Per quasi un secolo lo svolgimento del processo amministrativo fu assoggettato ad una disciplina uniforme. La legge istitutiva dei Tar (art. 3), invece, introdusse un primo rito speciale, stabilendo che le controversie per le operazioni elettorali fossero assoggettate alla particolare disciplina stabilita per i giudizi avanti alle Sezioni del contenzioso elettorale. A partire dagli anni Novanta, peraltro, al giudice amministrativo cominciarono ad essere assegnati compiti nuovi, cosa questa che favorì l’introduzione di una serie di discipline speciali.

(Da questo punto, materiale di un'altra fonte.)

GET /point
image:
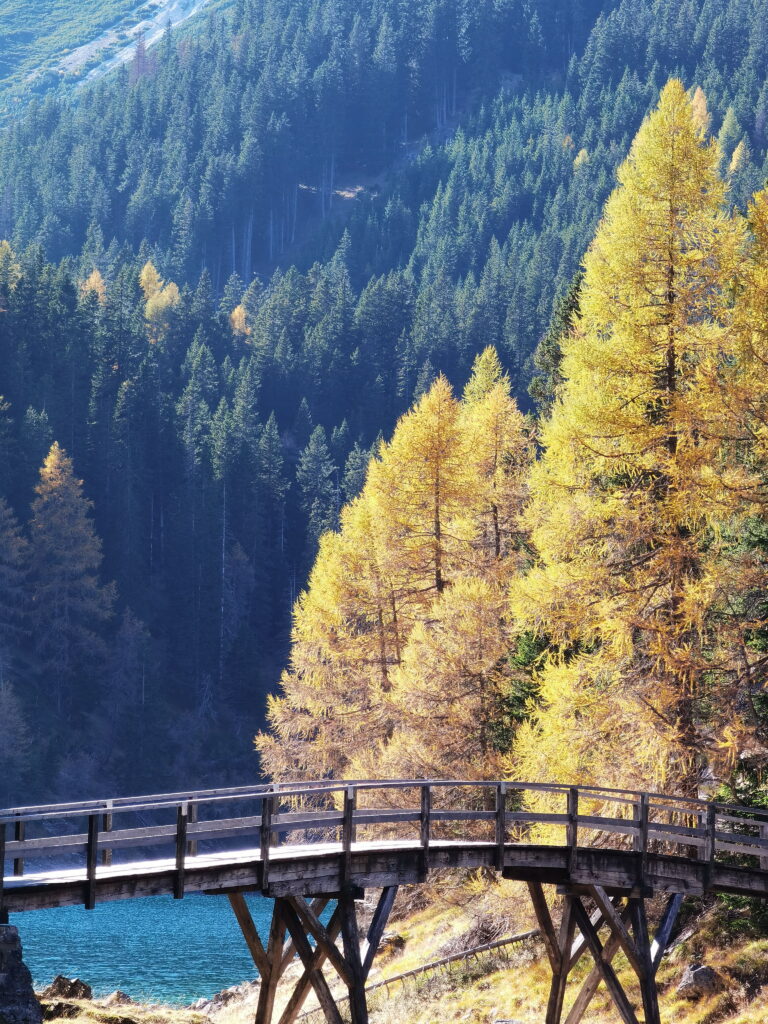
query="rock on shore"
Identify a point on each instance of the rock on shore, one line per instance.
(17, 1001)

I motivi che determinarono la previsione di riti speciali furono varie (es. particolare rilievo riconosciuto ad alcune procedure amministrative (procedura elettorale) o ad alcune situazioni sostanziali (materia di accesso), esigenza di accelerare la decisione per la particolare importanza di ordine economico).

Prima del codice questa proliferazione era all’origine di numerose discipline particolari. Il codice ha quindi perseguito un obiettivo di semplificazione, riducendo il numero dei riti speciali. Non si è tuttavia limitato a riordinare l’assetto dei singoli riti speciali, ma ha proposto anche la disciplina di alcuni profili comuni. In particolare, ha disciplinato per la prima volta il cumulo di domande che siano assoggettate a riti diversi, stabilendo in generale la previsione del rito ordinario (art. 32 co. 1). Tale regola risulta tuttavia limitata nella sua portata dal fatto che, se una domanda risulta assoggettata ad uno dei riti abbreviati di cui agli artt. 119 ss., l’intero giudizio deve essere definito secondo il rito speciale.

Il codice ha dedicato ai riti speciali il libro IV (artt. 112 ss.), oltre ad alcune disposizioni sparse nei libri precedenti. La disciplina dei riti speciali hanno carattere derogatorio rispetto alla disciplina generale del processo amministrativo. Per tutto quanto non diversamente disposto, quindi, anche nelle controversie assoggettate ai riti speciali si applicano le disposizioni del libro II.